Actor Jamie Bell recently spoke about his disappointment with the superhero film Fantastic Four, which was considered a critical and commercial failure.
Fantastic Four was the third film to feature Marvel's First Family, and a reboot of the previous franchise. Twentieth Century Fox announced the movie in 2009, and as details started rolling in, fan expectations for the film quickly lowered. Many formed a negative opinion with the casting of black actor Michael B. Jordan as the Human Torch, and changes to the source material. When the movie was released in 2015, the film was a box office disaster and was ravaged by critics. Director Josh Trank blamed many of Fantastic Four's problems on Fox, who he claimed interfered heavily in the making of the film.
Jamie Bell, who plays Benjamin Grimm/The Thing in Fantastic Four, recently talked about his thoughts on the movie in an interview with LA Times.
There were several things on that movie I was clearly not privy to because I’m just an actor and I just do my stuff on set. But with something like that, everything starts with the best of intentions. A production begins with the idea to make something that’s unique and original and with integrity.
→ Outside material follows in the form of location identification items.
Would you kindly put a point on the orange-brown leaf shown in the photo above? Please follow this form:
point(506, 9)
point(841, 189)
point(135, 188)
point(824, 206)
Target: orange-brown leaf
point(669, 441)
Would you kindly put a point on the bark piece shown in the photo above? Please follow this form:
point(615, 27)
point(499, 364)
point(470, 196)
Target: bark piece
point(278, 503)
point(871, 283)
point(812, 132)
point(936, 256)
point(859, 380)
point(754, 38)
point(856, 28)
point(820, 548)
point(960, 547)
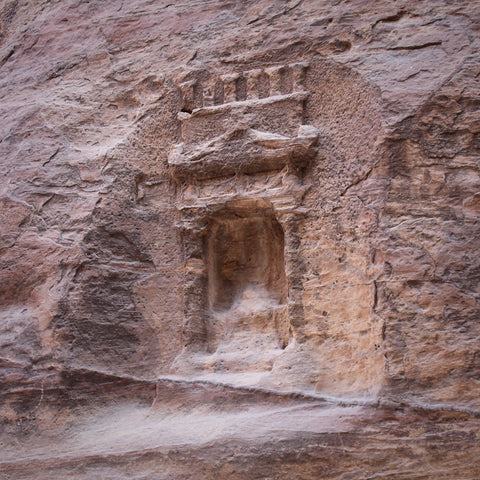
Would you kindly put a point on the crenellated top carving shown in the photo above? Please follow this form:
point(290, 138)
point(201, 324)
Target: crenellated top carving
point(251, 85)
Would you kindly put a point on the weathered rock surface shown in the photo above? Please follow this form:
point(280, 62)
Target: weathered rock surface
point(239, 239)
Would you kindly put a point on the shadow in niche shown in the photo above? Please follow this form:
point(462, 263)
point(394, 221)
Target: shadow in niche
point(247, 285)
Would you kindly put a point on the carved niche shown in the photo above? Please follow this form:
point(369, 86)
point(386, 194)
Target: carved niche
point(238, 171)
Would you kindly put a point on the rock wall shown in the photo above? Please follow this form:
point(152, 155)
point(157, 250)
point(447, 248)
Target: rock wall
point(266, 195)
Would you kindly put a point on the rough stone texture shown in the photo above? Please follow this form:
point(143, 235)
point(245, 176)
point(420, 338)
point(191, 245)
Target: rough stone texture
point(239, 239)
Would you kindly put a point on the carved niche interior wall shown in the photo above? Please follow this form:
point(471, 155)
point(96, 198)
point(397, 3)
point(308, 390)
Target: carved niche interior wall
point(238, 171)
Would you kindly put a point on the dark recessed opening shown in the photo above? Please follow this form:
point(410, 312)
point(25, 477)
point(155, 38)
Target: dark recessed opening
point(245, 249)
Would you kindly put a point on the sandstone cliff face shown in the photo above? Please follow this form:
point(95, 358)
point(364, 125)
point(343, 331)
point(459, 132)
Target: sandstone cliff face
point(222, 213)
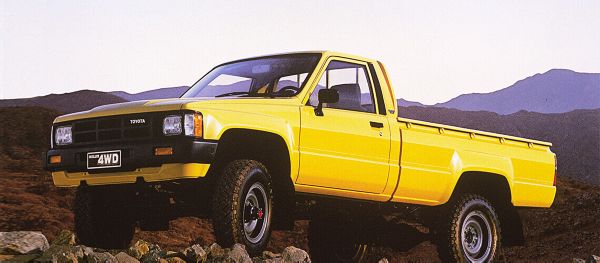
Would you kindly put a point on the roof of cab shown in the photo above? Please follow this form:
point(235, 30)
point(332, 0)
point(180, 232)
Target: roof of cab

I think the film really strived towards those goals. I don’t know what happened between the launch of the voyage and the arrival. I think we were all bitterly disappointed with that film. But that’s just the way it goes sometimes.
The British actor is not the first cast member to express disappointment with the film. Kate Mara, who plays Invisible Woman, has claimed that she has yet to see the movie due to poor reviews. Toby Kebbell, the actor who plays Doctor Doom, has stated that Trank's cut of the Fantastic Four film was much better than the theatrical version, though fans will never get to see it.
All of these comments go back to Trank's criticism of Fox and their handling of the movie. Trank said on Twitter that he had a "fantastic vision" for Fantastic Four that would have received great reviews had it made it to the screen. It's been reported that Fox drove Trank to "the breaking point" with changes to the budget, long delays for script and casting approvals, and other last-minute changes.
Others have put the blame on Trank for being extremely difficult to work with. However, Bell's comments seem to indicate that the movie's many shortcomings had more do with events that took place in post-production than anything else.